Hiérarchie & diplomatie
Mais tout cela n’est finalement qu’une question de survie puisque, dans la nature, mieux vaut être proche du pouvoir pour espérer manger à sa faim. En effet, chez tous les animaux sociaux, la hiérarchie n’est pas une mince affaire et il arrive même, en période de disette, qu’un individu en bas de l’échelle sociale ne puisse survivre parce que ne pouvant accéder à une ration alimentaire suffisante. De plus, chez les animaux sociaux, seuls les individus en haut de la hiérarchie ont, en principe, une chance de se reproduire et donc de transmettre leurs gènes : ce qui est précisément le sens même de la vie.
Cela dit, il convient de se poser une autre question : mais pourquoi les filles parlent-elles plus que les garçons ? Tout simplement parce que, Mesdames, il vous revient deux très lourdes tâches qui nécessitent de beaucoup communiquer : tout d’abord, l’éducation des enfants, mais surtout d’assurer la paix sociale au sein du groupe, gérer les conflits, apaiser les tensions, arrondir les angles, orchestrer des réconciliations, etc. Tout cela nécessite beaucoup de talent et une excellente maîtrise de la diplomatie.
Contrôler le mâle
D’ailleurs, des spécialistes envisagent que l’évolution de la parole soit justement passée par le féminin pour que, avec les copines, vous puissiez gérer l’ingérable : les mâles, et plus particulièrement le mâle dominant que son statut rend bien souvent despotique et tyrannique. Merci Mesdames ! Que serions-nous devenus sans vous ?..
Quant à l’utilité de la parole pour transmettre la connaissance, on pourrait dire que c’est la cerise sur le gâteau, le bonus. A l’évidence, l’humanité est aussi devenue ce qu’elle est grâce à cela.
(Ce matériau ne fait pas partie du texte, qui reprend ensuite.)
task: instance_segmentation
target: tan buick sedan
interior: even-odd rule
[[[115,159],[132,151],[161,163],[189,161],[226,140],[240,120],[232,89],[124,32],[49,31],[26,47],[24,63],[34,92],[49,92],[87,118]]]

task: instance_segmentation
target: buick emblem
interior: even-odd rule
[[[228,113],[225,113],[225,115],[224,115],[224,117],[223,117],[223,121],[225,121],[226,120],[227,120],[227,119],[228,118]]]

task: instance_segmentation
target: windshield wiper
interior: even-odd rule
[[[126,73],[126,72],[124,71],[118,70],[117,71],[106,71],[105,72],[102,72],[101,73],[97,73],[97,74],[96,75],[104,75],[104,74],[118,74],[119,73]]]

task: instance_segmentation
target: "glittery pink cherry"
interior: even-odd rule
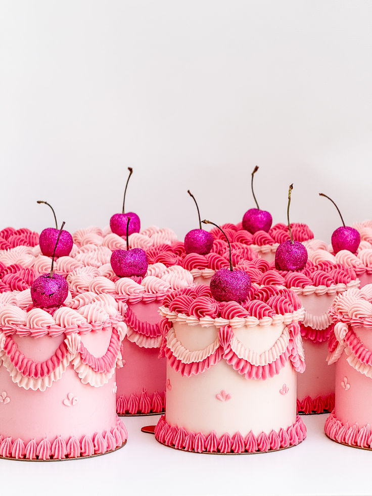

Pour le fun, osez évaluer objectivement le temps que vous consacrez au commérage, à bavasser sur les autres et à faire de la politique : vous aurez probablement une belle surprise. Et si ce n’est pas flagrant, alors évaluez le temps que vous consacrez à y penser, car c’est finalement la même chose : on appelle cela le «dialogue intérieur».